Fluid mechanics researchers use many techniques to study turbulence like ocean currents and the swirling atmospheres of other planets. Arezoo Adrekani’s team discovered that the mathematical structures used in these fields provide valuable information about stresses in complex flow geometries.
AldecaniPurdue University Professor of Mechanical Engineering, Research complicated flow: from transport processes related to biopharmaceuticals, Microbial behavior around oil spills“Newtonian fluids, like water, are easy to understand because they have no fine structure,” she said. “But complex fluids have stretchable macromolecules that change many properties of the fluid, leading to very exciting fluid dynamics.”
Viscoelastic flow occurs frequently in nature, in biomedical settings, and in industrial applications (such as solutions used in groundwater remediation). “When groundwater becomes contaminated, remediators use certain polymer-based solutions to disperse chemicals designed to break down the contaminants,” Ardekani said. “But what type of polymer should we use, how much, and where should we inject it? will have to.”
Currently, the only way to quantify stress in polymer fluids is through a technique called birefringence, which measures certain optical properties of fluids. However, it is very difficult to implement, often imprecise, and not applicable to all types of macromolecules.
Ardekani’s team discovered a new technology. Researchers have created a mathematical framework that takes input from flow velocities obtained from particle image velocimetry (a common technique in fluid mechanics) and outputs stress and stretch field topologies of complex fluids. their research Proceedings of the National Academy of Sciences (PNAS).
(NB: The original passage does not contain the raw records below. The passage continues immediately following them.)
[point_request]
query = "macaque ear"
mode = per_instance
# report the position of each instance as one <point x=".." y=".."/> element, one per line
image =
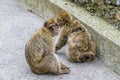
<point x="45" y="24"/>
<point x="76" y="23"/>
<point x="48" y="22"/>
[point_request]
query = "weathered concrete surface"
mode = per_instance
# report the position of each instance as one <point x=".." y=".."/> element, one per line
<point x="16" y="26"/>
<point x="106" y="37"/>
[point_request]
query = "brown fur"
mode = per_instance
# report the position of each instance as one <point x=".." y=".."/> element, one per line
<point x="80" y="46"/>
<point x="65" y="21"/>
<point x="40" y="52"/>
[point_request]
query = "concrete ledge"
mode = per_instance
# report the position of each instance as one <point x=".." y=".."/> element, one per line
<point x="106" y="36"/>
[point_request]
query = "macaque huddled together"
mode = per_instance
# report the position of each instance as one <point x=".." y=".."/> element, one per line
<point x="40" y="51"/>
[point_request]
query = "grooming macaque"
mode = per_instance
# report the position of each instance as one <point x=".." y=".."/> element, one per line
<point x="65" y="21"/>
<point x="40" y="51"/>
<point x="80" y="46"/>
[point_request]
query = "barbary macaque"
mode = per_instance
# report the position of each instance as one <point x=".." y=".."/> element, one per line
<point x="64" y="19"/>
<point x="40" y="51"/>
<point x="80" y="46"/>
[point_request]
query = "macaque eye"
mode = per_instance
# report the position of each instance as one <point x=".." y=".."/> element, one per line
<point x="51" y="28"/>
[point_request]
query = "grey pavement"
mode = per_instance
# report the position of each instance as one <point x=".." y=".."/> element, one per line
<point x="16" y="26"/>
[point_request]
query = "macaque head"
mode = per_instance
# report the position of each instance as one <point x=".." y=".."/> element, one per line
<point x="63" y="18"/>
<point x="52" y="26"/>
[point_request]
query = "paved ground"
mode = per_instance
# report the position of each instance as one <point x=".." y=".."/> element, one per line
<point x="16" y="26"/>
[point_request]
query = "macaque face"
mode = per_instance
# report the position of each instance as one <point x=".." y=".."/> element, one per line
<point x="54" y="29"/>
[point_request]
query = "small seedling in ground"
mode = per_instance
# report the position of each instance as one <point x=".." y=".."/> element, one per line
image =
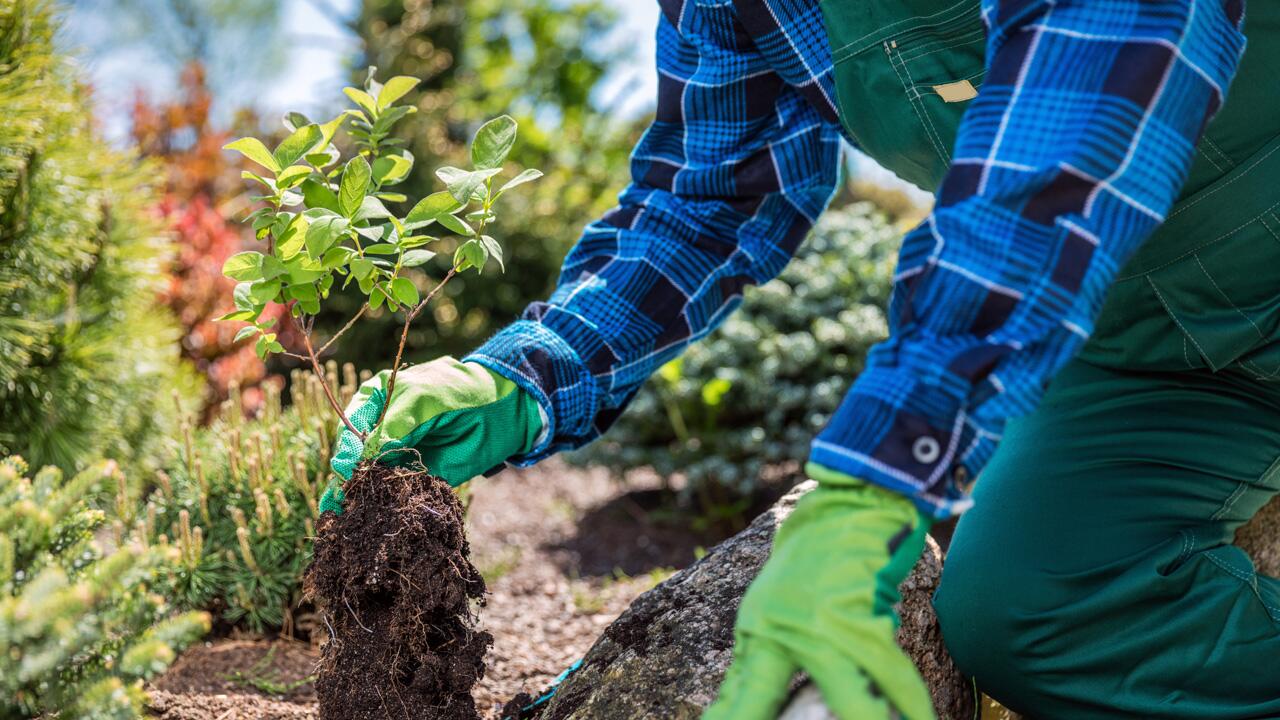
<point x="393" y="572"/>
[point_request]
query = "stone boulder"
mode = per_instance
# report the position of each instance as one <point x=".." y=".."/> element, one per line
<point x="666" y="656"/>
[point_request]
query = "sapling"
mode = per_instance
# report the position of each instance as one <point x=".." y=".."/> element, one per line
<point x="325" y="222"/>
<point x="392" y="572"/>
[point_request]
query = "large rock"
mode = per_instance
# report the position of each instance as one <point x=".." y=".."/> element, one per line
<point x="667" y="654"/>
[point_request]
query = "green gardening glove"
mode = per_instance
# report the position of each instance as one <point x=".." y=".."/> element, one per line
<point x="823" y="604"/>
<point x="461" y="419"/>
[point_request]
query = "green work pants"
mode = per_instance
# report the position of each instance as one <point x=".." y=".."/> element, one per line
<point x="1096" y="575"/>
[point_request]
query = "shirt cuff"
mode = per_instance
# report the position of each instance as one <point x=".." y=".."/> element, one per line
<point x="545" y="367"/>
<point x="901" y="434"/>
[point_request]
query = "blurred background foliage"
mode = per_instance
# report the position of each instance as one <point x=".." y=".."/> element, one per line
<point x="752" y="395"/>
<point x="87" y="368"/>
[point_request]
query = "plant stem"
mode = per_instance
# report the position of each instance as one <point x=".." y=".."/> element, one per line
<point x="319" y="372"/>
<point x="400" y="351"/>
<point x="344" y="328"/>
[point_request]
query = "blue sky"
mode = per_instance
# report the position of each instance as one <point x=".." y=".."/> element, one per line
<point x="325" y="51"/>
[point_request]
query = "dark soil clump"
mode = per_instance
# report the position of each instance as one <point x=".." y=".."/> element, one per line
<point x="397" y="586"/>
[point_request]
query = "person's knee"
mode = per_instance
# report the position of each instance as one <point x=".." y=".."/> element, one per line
<point x="983" y="610"/>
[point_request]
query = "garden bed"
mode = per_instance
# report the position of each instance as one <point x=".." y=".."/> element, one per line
<point x="554" y="586"/>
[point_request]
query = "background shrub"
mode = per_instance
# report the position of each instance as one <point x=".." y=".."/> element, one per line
<point x="240" y="501"/>
<point x="81" y="624"/>
<point x="757" y="391"/>
<point x="86" y="361"/>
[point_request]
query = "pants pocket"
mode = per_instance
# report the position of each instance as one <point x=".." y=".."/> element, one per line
<point x="1225" y="299"/>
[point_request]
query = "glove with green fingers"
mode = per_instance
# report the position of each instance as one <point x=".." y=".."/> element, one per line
<point x="460" y="419"/>
<point x="824" y="604"/>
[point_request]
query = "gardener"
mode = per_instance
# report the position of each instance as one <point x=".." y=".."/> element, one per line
<point x="1092" y="228"/>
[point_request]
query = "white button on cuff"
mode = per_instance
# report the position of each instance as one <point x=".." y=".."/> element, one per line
<point x="926" y="450"/>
In particle image velocimetry (PIV), tracer particles are injected into the fluid. By using the motions of these particles, researchers can infer information about the overall flow kinematics. While this can be readily used to assess stresses in Newtonian fluids, Ardekani’s team found a mathematical correlation between these measurements and stresses in viscoelastic flows.
All are connected via what is called a Lagrangian coherent structure (LCS). “A Lagrangian coherent structure is a mathematical structure used to predict the dynamics of fluid flow,” Ardekani said. “It’s used by oceanographers to predict how ocean currents move; biologists tracking microbes; even astrophysicists observing turbulent clouds in places like Jupiter. ”
LCS is often used by turbulence researchers, but has never been applied to macromolecular stresses. “We combined his two different disciplines of continuum mechanics,” Ardekani said. “Lagrange he uses stretching and applies it to the Eulerian stress field, which applies to a wide range of scales, from mesoscale to industrial-scale measurements.”
This paper is a collaboration between Ardekani and her PhD student Manish Kumar. Jeffrey GustAssociate Professor of Mechanical Engineering Tufts UniversityThey are in November APS (American Physical Society) Fluid Mechanics Division 75th Annual Meeting at Indianapolis, co-hosted by Aldecani.
Although the research is largely mathematical, Ardekani is excited to see how experimenters will use the technique in the lab and in the real world. “Let’s use the groundwater remediation example again,” Ardekani said. “Researchers typically use tracer analysis of injected fluids to measure velocity fields. But now we can also identify stress fields, so we can predict the transport of that fluid more accurately.”
Writer: Jared Pike, Communications Specialist, Purdue School of Mechanical Engineering
Proceedings of the National Academy of Sciences
Lagrangian stretching revealing the stress topology of viscoelastic flow
Article publication date
January 31, 2023
Disclaimer: AAAS and EurekAlert! EurekAlert! is not responsible for the accuracy of news releases posted. Use of information by contributors or via the EurekAlert system.